Augustin d’Hippone (latin : Aurelius Augustinus) ou Saint Augustin, né le 13 novembre 354 à Thagaste (l’actuelle Souk Ahras, Algérie), un municipe de la province d’Afrique, et mort le 28 oût 430 à Hippone (l’actuelle Annaba, Algérie), est un philosophe et théologien chrétien romain de la classe aisée. Avec Ambroise de Milan, Jérôme de Stridon et Grégoire le Grand, il est l’un des quatre Pères de l’Église occidentale et l’un des trente-six docteurs de l’Église.

La formation qu’il a reçue à Carthage est celle des lettrés romains de l’époque, même si ses écrits laissent apparaître une sensibilité et des traits liés à sa région de naissance. S’il est un maître de la langue et de la culture latines, il ne maîtrisera jamais réellement le grec, ce qui tendra à accroître les divergences entre les christianismes occidental et oriental.

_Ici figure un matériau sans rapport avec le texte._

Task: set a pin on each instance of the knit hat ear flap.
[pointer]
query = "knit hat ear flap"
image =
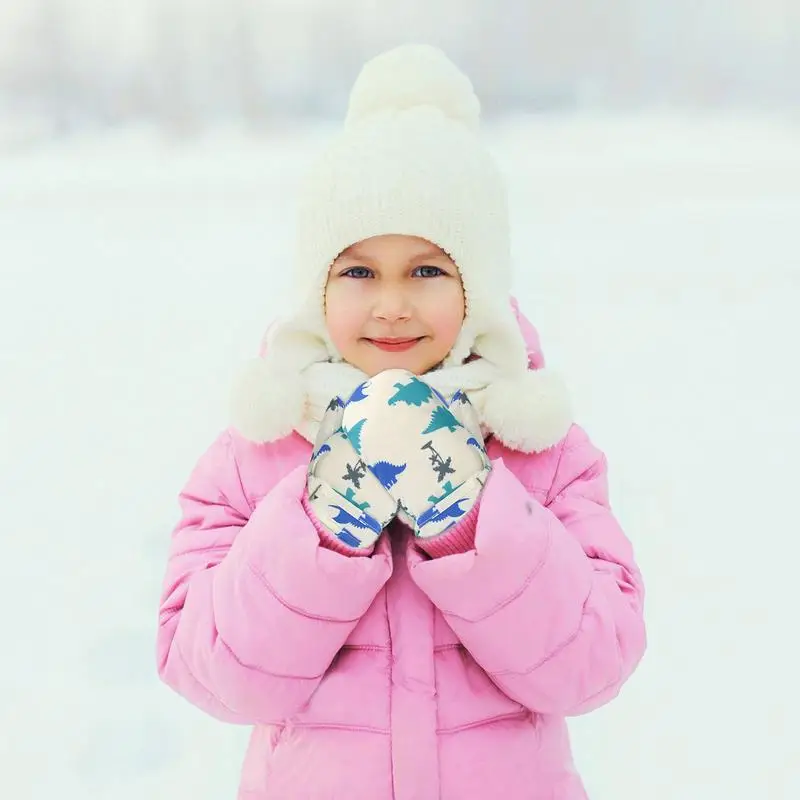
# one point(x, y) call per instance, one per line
point(268, 395)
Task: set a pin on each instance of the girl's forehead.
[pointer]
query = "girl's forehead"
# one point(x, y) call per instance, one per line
point(392, 244)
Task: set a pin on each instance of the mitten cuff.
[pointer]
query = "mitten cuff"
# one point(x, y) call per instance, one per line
point(327, 539)
point(458, 539)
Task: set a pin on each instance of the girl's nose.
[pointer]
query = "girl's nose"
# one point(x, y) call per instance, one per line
point(392, 305)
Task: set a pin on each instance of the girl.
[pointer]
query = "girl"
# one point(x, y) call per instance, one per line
point(399, 563)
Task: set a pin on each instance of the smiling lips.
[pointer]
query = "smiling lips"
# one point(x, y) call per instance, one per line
point(395, 345)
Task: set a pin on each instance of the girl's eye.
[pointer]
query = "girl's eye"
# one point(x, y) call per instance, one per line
point(357, 272)
point(430, 272)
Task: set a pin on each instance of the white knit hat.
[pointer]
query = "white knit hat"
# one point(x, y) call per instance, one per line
point(409, 160)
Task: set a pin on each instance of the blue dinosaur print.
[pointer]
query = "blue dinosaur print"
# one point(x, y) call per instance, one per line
point(433, 514)
point(413, 393)
point(446, 489)
point(387, 473)
point(350, 494)
point(359, 394)
point(344, 517)
point(354, 435)
point(440, 396)
point(442, 418)
point(325, 448)
point(348, 538)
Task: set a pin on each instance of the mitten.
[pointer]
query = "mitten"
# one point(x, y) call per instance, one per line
point(344, 495)
point(426, 451)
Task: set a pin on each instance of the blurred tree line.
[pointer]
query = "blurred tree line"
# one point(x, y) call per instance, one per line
point(188, 63)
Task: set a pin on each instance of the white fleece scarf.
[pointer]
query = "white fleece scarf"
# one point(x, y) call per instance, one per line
point(290, 385)
point(325, 380)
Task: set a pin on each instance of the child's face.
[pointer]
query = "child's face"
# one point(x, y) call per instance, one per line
point(394, 302)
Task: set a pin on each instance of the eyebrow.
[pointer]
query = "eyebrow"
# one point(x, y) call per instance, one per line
point(352, 252)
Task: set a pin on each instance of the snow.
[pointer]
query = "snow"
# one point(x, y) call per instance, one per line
point(659, 257)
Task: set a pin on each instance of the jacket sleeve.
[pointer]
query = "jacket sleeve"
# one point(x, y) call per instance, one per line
point(253, 608)
point(550, 601)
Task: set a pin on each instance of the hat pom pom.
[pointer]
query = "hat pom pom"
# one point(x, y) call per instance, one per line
point(529, 413)
point(410, 76)
point(267, 402)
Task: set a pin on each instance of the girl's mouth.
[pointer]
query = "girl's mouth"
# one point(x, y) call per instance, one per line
point(395, 345)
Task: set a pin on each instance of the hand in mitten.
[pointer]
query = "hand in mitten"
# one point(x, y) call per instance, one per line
point(344, 495)
point(426, 451)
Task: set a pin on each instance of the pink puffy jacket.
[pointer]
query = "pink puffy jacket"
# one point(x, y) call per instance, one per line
point(401, 674)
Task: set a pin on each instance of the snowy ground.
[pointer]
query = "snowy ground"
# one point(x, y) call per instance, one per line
point(660, 258)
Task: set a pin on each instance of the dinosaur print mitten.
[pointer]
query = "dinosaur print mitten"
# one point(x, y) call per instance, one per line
point(344, 495)
point(426, 451)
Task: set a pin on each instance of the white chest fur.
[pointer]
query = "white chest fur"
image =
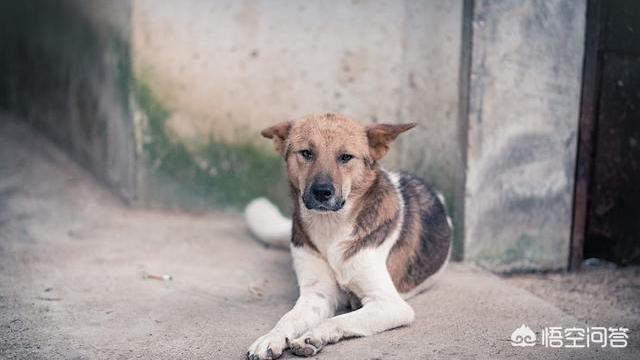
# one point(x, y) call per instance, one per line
point(330, 233)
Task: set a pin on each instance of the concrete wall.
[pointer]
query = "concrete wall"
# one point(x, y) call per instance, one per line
point(525, 93)
point(222, 70)
point(64, 67)
point(172, 120)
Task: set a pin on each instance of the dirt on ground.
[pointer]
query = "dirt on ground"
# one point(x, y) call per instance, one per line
point(603, 295)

Né d’une mère profondément pieuse, il se convertit d’abord à la philosophie avant de devenir manichéen. Il n’abandonne le manichéisme et ne se convertit au christianisme qu’assez tard, en 386, après sa rencontre avec Ambroise de Milan. Après sa conversion, il devient évêque d’Hippone et mène une série de controverses, orales et surtout écrites, d’abord contre les manichéens, puis contre les donatistes, et enfin contre le pélagianisme. Il laisse une œuvre considérable tant en quantité qu’en qualité. Trois de ses livres sont particulièrement connus : Les Confessions, La Cité de Dieu et De la Trinité.

Saint-Augustin, carte maximum, Algérie, 1954.

Sur le plan théologique et philosophique, il est, à la suite d’Ambroise de Milan, le principal penseur qui permet au christianisme d’intégrer une partie de l’héritage grec et romain, en généralisant une lecture allégorique des Écritures liée au néoplatonisme. Toujours à la suite d’Ambroise, un ancien haut fonctionnaire romain, il incorpore au christianisme une partie de la tradition de force de la République romaine. Il est le penseur le plus influent du monde occidental jusqu’à Thomas d’Aquin qui, huit siècles après Augustin, donne un tour plus aristotélicien au christianisme. Malgré tout, sa pensée conserve une grande influence au xviie siècle, où elle est l’une des sources de la littérature classique française et inspire les théodicées de Malebranche et de Leibniz.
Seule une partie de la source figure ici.